When games like Street Fighter were still showing less violence than a professional boxing match, Mortal Kombat had decapitations, burnt corpses, and ripped out hearts — still beating, of course. The series’ violence was both its greatest controversy and its biggest selling point, but in the modern, more-mature video game industry, violence alone is not enough to sell a game.
That is why Warner Bros. Interactive Entertainment, Inc., looking to beef up its marketing campaign for Mortal Kombat X, turned to Bottlenose, a data analytics company that measures social trends in real time. Bottlenose used its platform to scour social data for ways that Mortal Kombat could connect with consumers outside of pure shock value.
“The millennial fanbase has always been there. It’s never wavered,” Adam Blumenfeld, director of Client Digital Strategies for Bottlenose, told me. “The problem was the entire game is predicated on violence, with Brutalities, Fatalities, etc.”
He added, “We had to look for alternative ways to connect with the consumer.
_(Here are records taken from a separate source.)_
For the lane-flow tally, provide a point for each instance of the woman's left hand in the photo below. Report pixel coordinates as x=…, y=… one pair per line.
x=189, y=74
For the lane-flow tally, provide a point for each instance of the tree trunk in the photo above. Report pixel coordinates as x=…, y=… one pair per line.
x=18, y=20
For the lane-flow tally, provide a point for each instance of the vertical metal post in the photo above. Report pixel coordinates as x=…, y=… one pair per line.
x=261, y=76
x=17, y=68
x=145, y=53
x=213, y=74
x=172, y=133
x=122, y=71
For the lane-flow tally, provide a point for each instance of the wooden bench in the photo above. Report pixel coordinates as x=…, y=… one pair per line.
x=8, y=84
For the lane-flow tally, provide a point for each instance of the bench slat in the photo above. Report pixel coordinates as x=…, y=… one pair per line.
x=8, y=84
This was really an exercise in data psychology.”
Blumenfeld explained that the series’ fanbase is no longer impressed by violence alone, so Bottlenose used its “trend intelligence application,” Nerve Center, to search for the less obvious threads that tie fans to the Mortal Kombat franchise. As it turns out, nostalgia and humor are the real sellers for the series.
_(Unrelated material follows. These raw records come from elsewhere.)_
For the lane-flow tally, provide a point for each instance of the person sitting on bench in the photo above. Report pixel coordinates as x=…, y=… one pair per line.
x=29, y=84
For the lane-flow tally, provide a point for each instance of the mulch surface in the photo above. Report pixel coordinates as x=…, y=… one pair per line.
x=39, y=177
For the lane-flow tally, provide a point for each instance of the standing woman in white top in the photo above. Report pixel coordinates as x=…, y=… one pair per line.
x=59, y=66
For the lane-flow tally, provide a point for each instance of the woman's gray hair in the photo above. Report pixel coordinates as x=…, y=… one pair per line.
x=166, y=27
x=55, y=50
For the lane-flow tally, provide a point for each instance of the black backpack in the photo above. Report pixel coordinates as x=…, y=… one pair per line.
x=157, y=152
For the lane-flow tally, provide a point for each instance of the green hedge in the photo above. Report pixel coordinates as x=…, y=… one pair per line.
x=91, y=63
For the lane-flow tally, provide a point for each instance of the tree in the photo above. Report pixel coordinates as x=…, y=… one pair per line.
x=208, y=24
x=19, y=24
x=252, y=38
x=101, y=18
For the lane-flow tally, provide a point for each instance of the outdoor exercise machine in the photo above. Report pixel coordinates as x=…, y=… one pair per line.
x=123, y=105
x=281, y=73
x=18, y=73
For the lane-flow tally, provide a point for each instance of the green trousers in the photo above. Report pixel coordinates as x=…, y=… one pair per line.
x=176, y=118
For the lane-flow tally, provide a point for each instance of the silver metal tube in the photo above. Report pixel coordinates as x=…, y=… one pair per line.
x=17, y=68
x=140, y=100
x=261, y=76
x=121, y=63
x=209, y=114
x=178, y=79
Some of the trends caught in Bottlenose’s net were a series of nostalgia-related hashtags where people frequently referenced Mortal Kombat as a formative experience of their 1990s childhood.
Users repeatedly brought up the games under Twitter hashtags like #memories, #childhood and #90sbaby, showing a clear trend that linked the series’ earlier titles to fond childhood memories. The influence of nostalgia is so strong that some people even remember the 1995 Mortal Kombat film as being a good movie.
Bottlenose also caught a strong reaction to humor involving Mortal Kombat thanks to meme-ified phrases like “Finish Him” or “Flawless Victory,” as well as numerous fan videos, artwork and other media across the web that reference the games in humorous ways.
While nostalgia and humor were the broad trends found by Bottlenose, Blumenfeld noted that they couldn’t use one blanket approach across the entire social landscape. What works on Twitter might not work on Tumblr or Instagram, and vice versa.
“Even though this audience is one age group, they’re all over the place, and those behaviors differ from platform to platform,” Blumenfeld explained. As an example, he said, “Tumblr is rooted in observational humor, so we can focus on that for humor campaigns.”
Armed with this knowledge, Warner Bros. Interactive was able to focus its campaign on aspects of the Mortal Kombat series that called on fans’ positive feelings toward the series rather than their bloodlust.